True-ish, true (particularly with air quotes around "ratings"), true-ish, and false. We can call it etra false because it's not possible to effectively do all of those things with a single test. Tests are designed for a particular purpose. Trying to use them for other purposes just produces junk data.
How Will Incomplete Scores Affect the Classroom?
Ho has a wry and understated answer to this question: "Direct impacts on the classroom are likely to be minimal." I think that's a safe prediction from an instructional standpoint, though she rather blithely slides past "most states aren't using it for teacher evaluations yet," which strikes me as rather blandly vague, considering we're talking about the use of junk data to decide individual teachers' fates.
Still it's true that, since the test data never provided anything useful for classroom, having less of a useless thing doesn't really interfere with anyone's teaching.
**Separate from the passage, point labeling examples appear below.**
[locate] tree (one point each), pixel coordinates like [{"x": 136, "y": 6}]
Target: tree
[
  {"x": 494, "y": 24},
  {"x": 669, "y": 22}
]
And if there's a teacher out there saying, "But how shall I design my instruction without a full Big Standardized Test Data profile of my students," that teacher needs to get out of the profession.
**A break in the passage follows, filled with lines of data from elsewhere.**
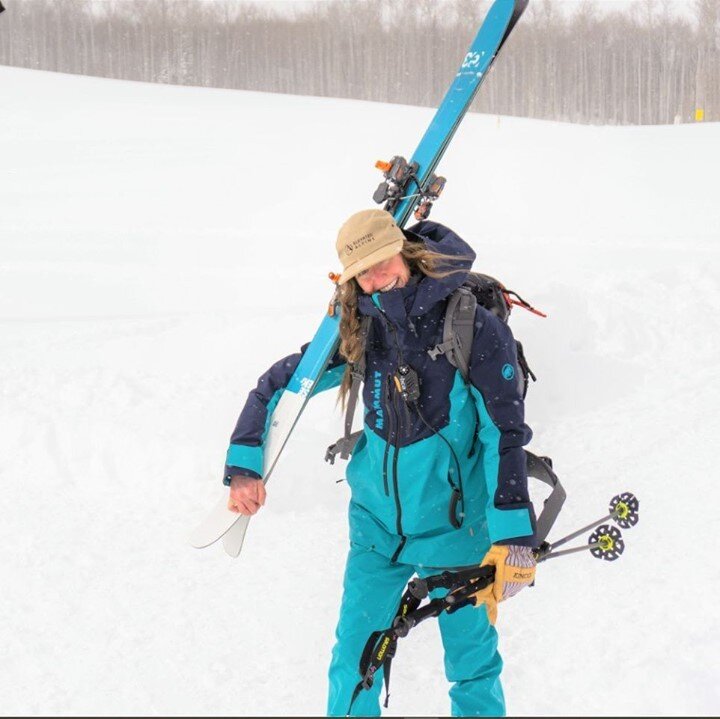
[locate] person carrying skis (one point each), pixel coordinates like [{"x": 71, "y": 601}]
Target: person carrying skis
[{"x": 438, "y": 476}]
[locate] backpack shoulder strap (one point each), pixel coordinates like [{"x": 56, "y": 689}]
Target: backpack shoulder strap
[{"x": 458, "y": 330}]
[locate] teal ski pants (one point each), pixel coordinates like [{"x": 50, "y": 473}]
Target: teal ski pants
[{"x": 371, "y": 593}]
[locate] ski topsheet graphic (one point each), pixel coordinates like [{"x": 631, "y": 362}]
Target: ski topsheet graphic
[{"x": 410, "y": 186}]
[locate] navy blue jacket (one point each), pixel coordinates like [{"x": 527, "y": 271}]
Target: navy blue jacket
[{"x": 461, "y": 441}]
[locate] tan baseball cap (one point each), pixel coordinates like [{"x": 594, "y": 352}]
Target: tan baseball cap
[{"x": 366, "y": 238}]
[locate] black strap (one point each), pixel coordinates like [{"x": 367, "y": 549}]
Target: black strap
[
  {"x": 541, "y": 468},
  {"x": 345, "y": 445}
]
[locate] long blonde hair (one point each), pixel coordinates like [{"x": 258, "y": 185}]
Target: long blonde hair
[{"x": 419, "y": 259}]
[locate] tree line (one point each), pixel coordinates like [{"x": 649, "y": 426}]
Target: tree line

Ho might also have addressed the issue that in most states the data, incomplete or otherwise, doesn't arrive before the start of the school year, anyway.
She also claims that everyone says that test scores don't make the final call on grade promotion, which will come as news to all those states that have a Third Grade Reading Test Retention policy.
Oh No She Didn't
Ho answers the question of "Why even bother to test" with the hoariest of chestnuts, the Bathroom Scale Analogy-- "a school district trying to tackle chronic problems without standardize test scores can be like trying to diet without a scale." It is a dumb analogy. I have ranted about this before, so let me just quote me on this:
The bathroom scale image is brave, given the number of times folks in the resistance have pointed out that you do not change the weight of a pig by repeatedly measuring it. But I am wondering now-- why do I have to have scales or a mirror to lose weight? Will the weight loss occur if it is not caught in data? If a tree's weight falls in the forest but nobody measures it, does it shake a pound?
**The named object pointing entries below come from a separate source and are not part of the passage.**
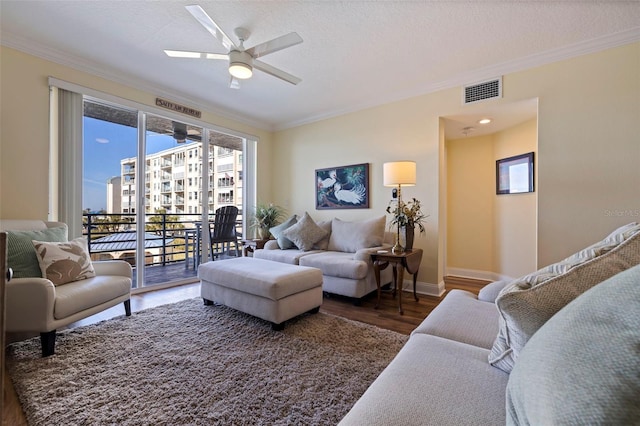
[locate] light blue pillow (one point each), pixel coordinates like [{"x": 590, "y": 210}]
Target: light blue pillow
[
  {"x": 583, "y": 365},
  {"x": 305, "y": 233},
  {"x": 283, "y": 242},
  {"x": 21, "y": 255}
]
This could be an interesting new application of quantum physics, or it could be another inadvertent revelation about reformster (and economist) biases. Because I do not need a bathroom scale to lose weight. I don't even need a bathroom scale to know I'm losing weight-- I can see the difference in how my clothes fit, I can feel the easier step, the increase in energy. I only need a bathroom scale if I don't trust my own senses, or because I have somehow been required to prove to someone else that I have lost weight. Or if I believe that things are only real when Important People measure them.
Ho tries to hedge her bets by going on to say that of course you need other data, but the basic analogy is still just bad.
What's Next?
Studies looking at the validity of scores that states do have, which is kind of hilarious given that most of the BS Tests have never been proven valid in the first place.* So I guess states will try to find out if their partial unvalidated junk is as valid as a full truckload of unvalidated junk. That is almost as wacky as the next line:
For the next testing cycle, states say they don't expect problems.
Ho might want to check the files and see if the states expected problems this last time. You know, the time with all the unexpected problems. But Nevada has a new test manufacturer, Montana has no Plan B, and New York is leaning on parents. So everything should be awesome soon. And anyway, there's plenty of year left before it's time for the next puff piece on Common Core testing. Can I please request that AP reporters use that time to do some reading?
*I originally wrote that they have never been studied for validity; that's not true. Studies are out there. I and others remain unconvinced by them.